The fastest major league pitcher throws a ball at 45m/s. If he throws the ball horizontally, how far does it drops vertically on the 18.4m trip to the home plate?

time in air: 18.4/45 seconds

distance fell:1/2 g t^2

So why did you used the equation Vx=Vox-gt for time, instead of the equation X= -1/2gt^2 + Voxt + Xo. I used the second one because of they gave me 18.4 which is the distance traveled in the x-axes? thanks!

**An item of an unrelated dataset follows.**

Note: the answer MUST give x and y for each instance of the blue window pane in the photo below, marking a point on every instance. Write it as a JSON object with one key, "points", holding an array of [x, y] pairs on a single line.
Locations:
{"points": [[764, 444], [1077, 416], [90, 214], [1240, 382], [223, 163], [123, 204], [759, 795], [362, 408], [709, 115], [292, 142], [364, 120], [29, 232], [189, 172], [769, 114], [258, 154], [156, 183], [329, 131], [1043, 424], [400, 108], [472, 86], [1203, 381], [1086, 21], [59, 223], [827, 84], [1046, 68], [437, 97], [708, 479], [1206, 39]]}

for time in air i got approx. .40s

To determine how far the ball drops vertically during its 18.4m trip to the home plate, we can make use of the equations of motion.

When the ball is thrown horizontally, its initial vertical velocity is 0 m/s. The only force acting on the ball in the vertical direction is the force due to gravity, which causes the ball to accelerate downward at a constant rate of 9.8 m/s^2.

Next, we can calculate the time it takes for the ball to travel the horizontal distance of 18.4m. Since the ball is thrown horizontally, there is no horizontal acceleration. Therefore, we can use the equation:

distance = velocity × time

Rearranging the equation to solve for time, we have:

time = distance / velocity

Substituting the given values, we have:

time = 18.4m / 45m/s = 0.408s

Now, we can determine how far the ball drops vertically during this time. We'll use the equation:

distance = (1/2) × acceleration × time^2

Substituting the values we know:

distance = (1/2) × 9.8m/s^2 × (0.408s)^2 = 0.79m

Therefore, the ball drops approximately 0.79 meters vertically during its 18.4-meter trip to the home plate.